The Hon. TONY KELLY: While the Federal Government sits on its hands, the Iemma Government is leading the way in Australia when it comes to driving growth in the ethanol and biofuel industries. We all know that, for a whole host of reasons, the use of biofuels such as ethanol and biodiesel makes sense for New South Wales and the nation. It makes sense for the environment and our efforts to combat greenhouse gas emissions; it makes sense for rural and regional jobs; and it makes sense for diversifying our energy supply and taking pressure off our spiralling fuel trade deficit, which has gone from $488 million to $10 billion in a decade. It makes sense to use biofuels in the future in attempting to reduce petrol prices.
Because it makes sense, New South Wales is leading a concerted push by the states to promote the fledgling domestic biofuel industry. However, what does not make sense is the weakness that the Federal Government is displaying when it comes to ethanol. The Federal Government talks tough when it comes to ethanol, but simply goes missing when it comes to concrete action. Instead, the Federal Government punishes the use of biodiesel; even the programs it touts as helping biofuel are riddled with sneaky cop-out clauses. For instance, last year the Federal Government announced the ethanol distribution program, which, on the surface, was a seemingly sensible move designed to help meet the costs of converting service station tanks to enable them to hold ethanol-blended fuel. What the Federal Government cleverly hid in the fine print was that the program would run for only 12 months, concluding on 1 October this year. That was never going to be long enough for the many thousands of New South Wales retailers to evaluate and organise their upgrades.

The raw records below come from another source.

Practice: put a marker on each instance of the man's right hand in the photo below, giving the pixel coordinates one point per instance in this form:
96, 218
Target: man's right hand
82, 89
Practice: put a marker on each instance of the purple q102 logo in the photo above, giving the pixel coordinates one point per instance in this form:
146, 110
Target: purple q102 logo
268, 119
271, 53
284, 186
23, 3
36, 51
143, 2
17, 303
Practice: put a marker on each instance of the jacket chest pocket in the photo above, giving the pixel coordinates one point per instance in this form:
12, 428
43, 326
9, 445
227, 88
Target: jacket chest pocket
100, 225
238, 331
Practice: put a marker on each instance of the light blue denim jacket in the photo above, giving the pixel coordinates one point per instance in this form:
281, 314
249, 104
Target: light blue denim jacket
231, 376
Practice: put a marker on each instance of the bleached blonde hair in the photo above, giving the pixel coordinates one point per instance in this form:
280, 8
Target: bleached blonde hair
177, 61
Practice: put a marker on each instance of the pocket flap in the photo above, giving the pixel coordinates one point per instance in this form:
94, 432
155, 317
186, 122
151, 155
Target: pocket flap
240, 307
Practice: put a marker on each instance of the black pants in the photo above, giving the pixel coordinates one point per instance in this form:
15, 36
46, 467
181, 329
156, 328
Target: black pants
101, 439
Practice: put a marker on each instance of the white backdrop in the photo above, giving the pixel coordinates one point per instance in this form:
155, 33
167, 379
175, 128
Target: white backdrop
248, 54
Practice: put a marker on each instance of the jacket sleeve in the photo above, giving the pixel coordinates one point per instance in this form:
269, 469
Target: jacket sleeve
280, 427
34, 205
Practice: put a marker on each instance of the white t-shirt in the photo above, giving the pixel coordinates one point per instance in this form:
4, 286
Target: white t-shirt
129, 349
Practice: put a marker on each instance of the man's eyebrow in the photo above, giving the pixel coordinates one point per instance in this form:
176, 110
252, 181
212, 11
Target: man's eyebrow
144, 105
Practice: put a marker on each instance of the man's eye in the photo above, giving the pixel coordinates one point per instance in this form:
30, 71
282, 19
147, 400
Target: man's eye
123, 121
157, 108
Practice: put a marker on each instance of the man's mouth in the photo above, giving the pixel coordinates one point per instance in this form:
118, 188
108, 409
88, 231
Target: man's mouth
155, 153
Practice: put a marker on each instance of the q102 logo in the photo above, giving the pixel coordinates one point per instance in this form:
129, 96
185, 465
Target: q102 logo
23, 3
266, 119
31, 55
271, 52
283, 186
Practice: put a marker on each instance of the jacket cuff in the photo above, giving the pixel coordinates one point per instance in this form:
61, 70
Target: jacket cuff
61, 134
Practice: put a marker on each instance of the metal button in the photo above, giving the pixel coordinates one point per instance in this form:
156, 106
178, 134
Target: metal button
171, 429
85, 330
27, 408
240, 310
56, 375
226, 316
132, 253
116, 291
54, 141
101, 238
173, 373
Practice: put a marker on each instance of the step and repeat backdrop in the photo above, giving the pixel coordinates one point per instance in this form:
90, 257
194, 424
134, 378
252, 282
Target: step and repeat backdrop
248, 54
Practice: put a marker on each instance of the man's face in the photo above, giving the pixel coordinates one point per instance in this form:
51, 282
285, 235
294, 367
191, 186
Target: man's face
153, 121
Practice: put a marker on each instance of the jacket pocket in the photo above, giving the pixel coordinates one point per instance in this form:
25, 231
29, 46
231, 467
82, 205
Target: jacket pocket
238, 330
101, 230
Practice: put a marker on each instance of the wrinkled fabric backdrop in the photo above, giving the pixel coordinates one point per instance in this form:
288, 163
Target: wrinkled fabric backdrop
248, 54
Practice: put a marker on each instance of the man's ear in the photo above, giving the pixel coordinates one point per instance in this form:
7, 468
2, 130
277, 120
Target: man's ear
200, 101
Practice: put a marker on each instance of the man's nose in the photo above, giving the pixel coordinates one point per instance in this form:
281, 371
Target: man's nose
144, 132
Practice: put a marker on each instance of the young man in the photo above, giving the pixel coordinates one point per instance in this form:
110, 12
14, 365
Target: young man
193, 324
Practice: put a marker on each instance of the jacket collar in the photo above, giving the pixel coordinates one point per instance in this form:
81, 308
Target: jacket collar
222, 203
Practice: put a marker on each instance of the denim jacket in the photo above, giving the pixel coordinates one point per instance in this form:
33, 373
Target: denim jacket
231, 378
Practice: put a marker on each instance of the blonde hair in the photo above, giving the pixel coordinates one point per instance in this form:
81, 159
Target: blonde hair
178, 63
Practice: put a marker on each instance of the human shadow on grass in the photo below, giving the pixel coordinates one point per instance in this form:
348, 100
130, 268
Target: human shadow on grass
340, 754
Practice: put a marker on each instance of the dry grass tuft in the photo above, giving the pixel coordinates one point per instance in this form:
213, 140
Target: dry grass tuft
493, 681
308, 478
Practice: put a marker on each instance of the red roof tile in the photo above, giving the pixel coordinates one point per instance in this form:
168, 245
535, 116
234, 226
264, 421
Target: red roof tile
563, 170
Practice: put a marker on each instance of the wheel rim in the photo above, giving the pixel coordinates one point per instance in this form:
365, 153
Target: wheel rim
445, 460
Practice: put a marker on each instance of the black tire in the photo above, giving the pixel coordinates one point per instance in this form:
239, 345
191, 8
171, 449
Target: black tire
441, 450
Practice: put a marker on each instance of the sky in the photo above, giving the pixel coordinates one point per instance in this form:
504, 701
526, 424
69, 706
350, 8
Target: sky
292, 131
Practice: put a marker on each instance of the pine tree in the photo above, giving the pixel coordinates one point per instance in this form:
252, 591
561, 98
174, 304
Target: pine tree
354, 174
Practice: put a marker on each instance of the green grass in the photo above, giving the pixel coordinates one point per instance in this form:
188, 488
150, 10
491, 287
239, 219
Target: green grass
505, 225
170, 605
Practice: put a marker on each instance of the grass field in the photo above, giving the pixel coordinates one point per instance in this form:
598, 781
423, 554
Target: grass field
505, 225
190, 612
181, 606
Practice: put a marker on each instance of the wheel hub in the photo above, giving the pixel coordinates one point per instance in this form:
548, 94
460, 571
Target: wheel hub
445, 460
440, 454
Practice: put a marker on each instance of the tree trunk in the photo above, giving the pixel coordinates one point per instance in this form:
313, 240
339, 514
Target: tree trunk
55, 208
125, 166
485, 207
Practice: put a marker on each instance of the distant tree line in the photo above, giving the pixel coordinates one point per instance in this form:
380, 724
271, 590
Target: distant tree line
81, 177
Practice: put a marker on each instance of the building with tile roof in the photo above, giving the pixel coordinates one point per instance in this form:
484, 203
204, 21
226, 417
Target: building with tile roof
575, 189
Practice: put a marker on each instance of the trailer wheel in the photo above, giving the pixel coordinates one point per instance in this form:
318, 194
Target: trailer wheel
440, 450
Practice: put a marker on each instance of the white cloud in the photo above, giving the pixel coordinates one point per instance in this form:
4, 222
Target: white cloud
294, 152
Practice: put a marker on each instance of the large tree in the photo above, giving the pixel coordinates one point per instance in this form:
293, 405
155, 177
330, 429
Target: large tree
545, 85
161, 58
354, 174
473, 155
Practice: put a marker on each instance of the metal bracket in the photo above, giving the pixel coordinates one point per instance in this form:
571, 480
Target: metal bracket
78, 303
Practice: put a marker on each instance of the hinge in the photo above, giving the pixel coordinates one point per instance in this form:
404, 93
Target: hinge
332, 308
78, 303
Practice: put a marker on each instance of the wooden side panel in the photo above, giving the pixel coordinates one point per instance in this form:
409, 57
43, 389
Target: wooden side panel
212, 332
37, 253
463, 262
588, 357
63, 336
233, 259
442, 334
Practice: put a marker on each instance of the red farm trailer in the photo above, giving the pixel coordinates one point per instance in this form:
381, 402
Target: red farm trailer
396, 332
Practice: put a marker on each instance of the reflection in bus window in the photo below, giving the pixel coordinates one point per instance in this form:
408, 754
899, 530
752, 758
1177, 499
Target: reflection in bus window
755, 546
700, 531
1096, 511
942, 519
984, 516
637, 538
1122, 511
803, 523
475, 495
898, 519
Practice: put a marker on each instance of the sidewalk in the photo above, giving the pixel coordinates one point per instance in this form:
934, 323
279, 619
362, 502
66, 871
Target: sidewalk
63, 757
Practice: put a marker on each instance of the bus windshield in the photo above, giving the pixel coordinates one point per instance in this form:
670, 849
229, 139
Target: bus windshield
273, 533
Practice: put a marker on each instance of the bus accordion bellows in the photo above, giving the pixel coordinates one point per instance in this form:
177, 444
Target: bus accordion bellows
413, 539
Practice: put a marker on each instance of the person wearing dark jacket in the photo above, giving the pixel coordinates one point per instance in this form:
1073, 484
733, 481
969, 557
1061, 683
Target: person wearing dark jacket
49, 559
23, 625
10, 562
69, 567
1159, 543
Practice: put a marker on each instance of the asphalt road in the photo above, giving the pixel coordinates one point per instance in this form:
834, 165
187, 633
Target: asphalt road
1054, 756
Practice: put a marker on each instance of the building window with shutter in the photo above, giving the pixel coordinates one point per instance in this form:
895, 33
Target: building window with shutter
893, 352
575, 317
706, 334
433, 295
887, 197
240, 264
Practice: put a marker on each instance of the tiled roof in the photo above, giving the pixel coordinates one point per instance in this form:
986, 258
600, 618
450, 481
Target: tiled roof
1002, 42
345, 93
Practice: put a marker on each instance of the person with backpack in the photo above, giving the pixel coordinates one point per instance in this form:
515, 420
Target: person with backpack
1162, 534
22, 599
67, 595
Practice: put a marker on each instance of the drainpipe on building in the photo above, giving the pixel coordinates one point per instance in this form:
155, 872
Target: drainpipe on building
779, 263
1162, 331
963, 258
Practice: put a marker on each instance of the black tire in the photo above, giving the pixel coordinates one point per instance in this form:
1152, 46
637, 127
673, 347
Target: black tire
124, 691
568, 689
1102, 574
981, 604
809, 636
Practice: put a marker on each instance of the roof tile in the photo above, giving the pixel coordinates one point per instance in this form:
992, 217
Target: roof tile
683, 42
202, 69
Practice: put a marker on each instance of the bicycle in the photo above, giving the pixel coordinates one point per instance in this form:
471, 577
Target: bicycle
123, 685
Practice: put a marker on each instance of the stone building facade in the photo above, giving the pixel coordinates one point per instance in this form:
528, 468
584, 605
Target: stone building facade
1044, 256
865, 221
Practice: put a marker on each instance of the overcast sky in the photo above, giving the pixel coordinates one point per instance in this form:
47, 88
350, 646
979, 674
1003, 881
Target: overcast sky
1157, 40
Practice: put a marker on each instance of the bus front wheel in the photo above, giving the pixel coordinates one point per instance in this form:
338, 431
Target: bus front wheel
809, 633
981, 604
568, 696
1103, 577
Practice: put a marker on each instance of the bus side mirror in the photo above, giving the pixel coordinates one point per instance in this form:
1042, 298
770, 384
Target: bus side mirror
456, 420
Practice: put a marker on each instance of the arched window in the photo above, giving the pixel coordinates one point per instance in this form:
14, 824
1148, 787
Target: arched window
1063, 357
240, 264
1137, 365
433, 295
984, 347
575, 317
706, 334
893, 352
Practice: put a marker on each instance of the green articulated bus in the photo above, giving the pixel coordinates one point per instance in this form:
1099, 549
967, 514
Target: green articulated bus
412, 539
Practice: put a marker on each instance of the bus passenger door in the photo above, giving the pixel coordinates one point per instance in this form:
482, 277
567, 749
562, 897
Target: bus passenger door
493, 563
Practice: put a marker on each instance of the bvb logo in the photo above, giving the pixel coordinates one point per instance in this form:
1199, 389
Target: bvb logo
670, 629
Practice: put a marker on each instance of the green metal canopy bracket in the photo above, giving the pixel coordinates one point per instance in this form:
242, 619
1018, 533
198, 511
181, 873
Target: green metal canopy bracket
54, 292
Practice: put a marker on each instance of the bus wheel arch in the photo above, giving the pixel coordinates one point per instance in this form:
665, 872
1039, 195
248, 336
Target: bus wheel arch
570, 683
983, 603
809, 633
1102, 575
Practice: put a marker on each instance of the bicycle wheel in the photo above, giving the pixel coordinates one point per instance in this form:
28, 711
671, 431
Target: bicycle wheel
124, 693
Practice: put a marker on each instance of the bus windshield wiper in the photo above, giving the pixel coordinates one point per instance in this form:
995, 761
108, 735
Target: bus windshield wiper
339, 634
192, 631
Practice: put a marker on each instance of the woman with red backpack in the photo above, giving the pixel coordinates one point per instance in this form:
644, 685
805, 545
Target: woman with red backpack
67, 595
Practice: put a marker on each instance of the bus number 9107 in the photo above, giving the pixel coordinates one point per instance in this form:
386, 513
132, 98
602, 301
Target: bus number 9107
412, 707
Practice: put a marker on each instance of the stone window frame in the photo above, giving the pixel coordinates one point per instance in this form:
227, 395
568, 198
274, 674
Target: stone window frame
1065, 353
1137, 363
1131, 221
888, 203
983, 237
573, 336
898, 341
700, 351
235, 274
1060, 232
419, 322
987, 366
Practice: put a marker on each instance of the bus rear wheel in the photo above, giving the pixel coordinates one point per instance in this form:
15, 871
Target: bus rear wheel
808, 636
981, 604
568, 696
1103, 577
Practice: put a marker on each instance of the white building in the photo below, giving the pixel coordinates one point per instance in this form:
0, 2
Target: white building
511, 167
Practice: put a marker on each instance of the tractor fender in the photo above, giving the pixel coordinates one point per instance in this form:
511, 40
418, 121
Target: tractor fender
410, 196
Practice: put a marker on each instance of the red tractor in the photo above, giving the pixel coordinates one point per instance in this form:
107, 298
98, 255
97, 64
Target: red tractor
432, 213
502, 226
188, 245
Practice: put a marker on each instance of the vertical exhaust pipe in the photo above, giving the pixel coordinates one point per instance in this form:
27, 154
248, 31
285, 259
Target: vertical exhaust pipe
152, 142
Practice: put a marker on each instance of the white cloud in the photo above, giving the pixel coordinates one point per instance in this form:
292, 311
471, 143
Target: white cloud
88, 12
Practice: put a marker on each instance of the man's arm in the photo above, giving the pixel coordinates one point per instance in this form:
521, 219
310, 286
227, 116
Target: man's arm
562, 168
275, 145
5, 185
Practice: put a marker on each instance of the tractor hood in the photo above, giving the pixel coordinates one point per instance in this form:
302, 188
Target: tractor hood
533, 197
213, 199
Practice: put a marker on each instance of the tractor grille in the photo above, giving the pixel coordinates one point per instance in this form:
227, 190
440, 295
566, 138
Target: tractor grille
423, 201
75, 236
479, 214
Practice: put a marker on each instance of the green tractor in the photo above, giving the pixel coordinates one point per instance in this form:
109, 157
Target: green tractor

With the leadership of the states, products such as E10 are really gaining traction, with retailers and consumers alike beginning to realise the benefits offered by ethanol-blended fuels. However, with limited manpower to carry out the upgrades many operators face missing out on that crucial subsidy when the unrealistic time limit expires. We are left with a typical Federal Government ploy: a nice sound bite and media release but with a clever sunset clause that ensures that the Federal Government does not have to make any real financial commitment to the ethanol industry. It is The Nationals who should really hang their heads in shame over the ethanol issue. The Nationals, the former Country Party—but which is now a long way from the country—should pull out all stops when it comes to the biofuel industry. A developing biofuel industry means jobs and investment for rural and regional Australia. Despite that and despite the drought, The Nationals sit still—saying nothing, doing nothing and helping no-one. They are as powerless in government in Canberra as they are impotent in Opposition in New South Wales.
If any Coalition members in this House had even a shred of interest in creating jobs for the people they represent, they would be banging on John Howard's door demanding that he extend this rebate, demanding he set an ethanol mandate, and demanding this important industry receive the support and direction it needs and deserves as it establishes itself across the country. The Iemma Government is getting on with the job of supporting the biofuel industry.
Shortly the Government will introduce legislation requiring that 2 per cent of all petrol sold in New South Wales be ethanol. We have established the E10 Task Force to chart a course for the development of that industry and to look at an extension of the mandate to a possible 10 per cent level by 2011. The Iemma Government has led by example by requiring its own fleet to use biofuel—that is, all the government fleet where available and practical. That is concrete action by the New South Wales Government against wishy-washy weasel words that will never work. [ Time expired.]